How to win as an underdog when your competitor is bigger than you and growing just as fast, or faster:

  • Be Truly 10x Better At Just One Important Thing. Just understand this differentiation lasts for far less time than it used to.  Do you have a key Salesforce or Slack integration they don’t? Are you localized and they aren’t? Are you 100x faster to deploy? Pick one important thing that customers buy because of and be 10x better at that. Because you won’t be better at everything. In 2026, this is even more critical because AI lets you ship the 10x feature in weeks instead of quarters. Vibe coding has compressed the time from idea to production-ready by 5-10x. If you can identify the one thing customers really care about and ship it before the BigCo can, you have a real opening. Cursor did this with code completion. Lovable did this with vibe coding for non-developers.
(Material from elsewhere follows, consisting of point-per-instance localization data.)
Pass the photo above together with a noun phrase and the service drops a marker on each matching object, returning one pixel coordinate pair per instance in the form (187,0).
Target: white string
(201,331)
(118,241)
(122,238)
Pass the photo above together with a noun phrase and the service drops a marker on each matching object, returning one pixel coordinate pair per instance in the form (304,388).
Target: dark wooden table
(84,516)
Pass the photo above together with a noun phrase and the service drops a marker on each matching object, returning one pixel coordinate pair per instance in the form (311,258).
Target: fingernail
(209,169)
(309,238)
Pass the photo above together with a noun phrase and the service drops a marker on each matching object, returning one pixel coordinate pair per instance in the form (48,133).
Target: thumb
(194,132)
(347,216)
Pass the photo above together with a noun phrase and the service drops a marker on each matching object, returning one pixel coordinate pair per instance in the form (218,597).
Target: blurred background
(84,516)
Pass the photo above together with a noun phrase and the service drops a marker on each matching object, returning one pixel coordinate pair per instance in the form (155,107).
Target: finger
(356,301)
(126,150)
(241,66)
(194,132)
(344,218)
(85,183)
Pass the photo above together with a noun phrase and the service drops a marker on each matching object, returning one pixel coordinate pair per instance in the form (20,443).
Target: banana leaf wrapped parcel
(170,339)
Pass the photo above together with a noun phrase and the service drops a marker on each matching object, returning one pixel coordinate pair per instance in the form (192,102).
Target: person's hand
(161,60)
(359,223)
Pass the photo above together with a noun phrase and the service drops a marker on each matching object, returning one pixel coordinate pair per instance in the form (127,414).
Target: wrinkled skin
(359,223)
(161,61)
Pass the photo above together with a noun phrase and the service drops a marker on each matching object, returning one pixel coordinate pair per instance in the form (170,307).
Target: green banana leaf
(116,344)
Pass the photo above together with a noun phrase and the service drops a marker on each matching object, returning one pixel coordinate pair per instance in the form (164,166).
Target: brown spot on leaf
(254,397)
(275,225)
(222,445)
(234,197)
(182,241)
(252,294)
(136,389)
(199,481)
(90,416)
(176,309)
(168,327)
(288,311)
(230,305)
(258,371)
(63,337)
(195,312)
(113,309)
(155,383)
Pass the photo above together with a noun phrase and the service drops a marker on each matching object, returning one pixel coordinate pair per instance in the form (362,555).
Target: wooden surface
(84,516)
Both took share fast.
  • Be Genuinely AI-Native When They Aren’t. This is the new strategy for 2026, and it’s the most powerful one in many categories. Most B2B incumbents from 2018-2022 are now bolting AI features onto products designed for human-in-the-loop workflows. They can’t fundamentally redesign without breaking the existing customer base. You can. Build the product around AI agents from day one. Outcome-based pricing instead of seats. Workflows that assume an agent does most of the work. PagerDuty got displaced this way. Mixmax is getting displaced this way. A lot of “AI features added” products will get displaced this way over the next 24 months. Don’t try to add AI to a B2B playbook. Build AI and add B2B economics.
  • Go More Enterprise. Be more secure. More trusted. Safer. More reliable. If your competitor is very SMB focused, there is always room at the high end. And you can charge more for this. The 2026 wrinkle: enterprise buyers in AI-adjacent categories want vendor stability, security certifications, deployment partners, and FDE-style implementation support. If you can deliver enterprise-grade ops on top of an AI-native product, you’re in a category of one in many spaces.
  • Room at the Bottom. Most B2B companies begin to de-prioritize the bottom of the market. SMBs can get you to $10M ARR, but it’s much harder for most B2B companies to go from $10M to $100M on just $10/month deals. You naturally focus on bigger customers and getting them to pay more. And this leaves room at the bottom. AI has made this strategy even more powerful. AI-native tools can serve SMBs profitably at price points that were unviable in the pre-AI era. The cost-to-serve has collapsed. Companies like Replit are building serious businesses on freemium plus low-end pricing that legacy B2B can’t match.
  • Be Much Cheaper. My least favorite strategy, but it works. At least, it’s a good strategy to be #3 in the market. Oligopolistic B2B markets often end up with a #1 Leader (60-80% market share), a #2 More Innovative player (20-30% market share), and a #3 Dirt Cheap player. The problem is this segment is high churn, low loyalty, and super price sensitive. It may end up being the most competitive segment of the market. But there is usually room for a Dirt Cheap #3 in most $100M+ market segments. In 2026, the new version of “much cheaper” is often “outcome-based vs seat-based.” If the incumbent charges $50/seat/month and you charge per resolved ticket or per closed deal, you’ve made the price comparison apples to oranges, and customers love that. It’s not really cheaper. It’s just aligned with their outcomes.
  • Out-Ship Them. This wasn’t really a strategy in the original list because it didn’t matter much. Products were stable. Now it matters a lot. If your competitor is on a 12-month release cycle and you’re shipping weekly, you’ll out-iterate them on every customer-requested feature. The accumulated product gap after 18 months is enormous. Public B2B incumbents are particularly vulnerable here because their release cycles are gated by enterprise QA, customer comms, partner ecosystems, and regulatory review. They can’t ship weekly. You can. Use it.

Some ideas.

The 2026 reality is that most “take them down” outcomes still take years, not months. But years, not decades. The asymmetry between AI-native challengers and pre-AI incumbents is the biggest competitive opening B2B has seen in 15 years.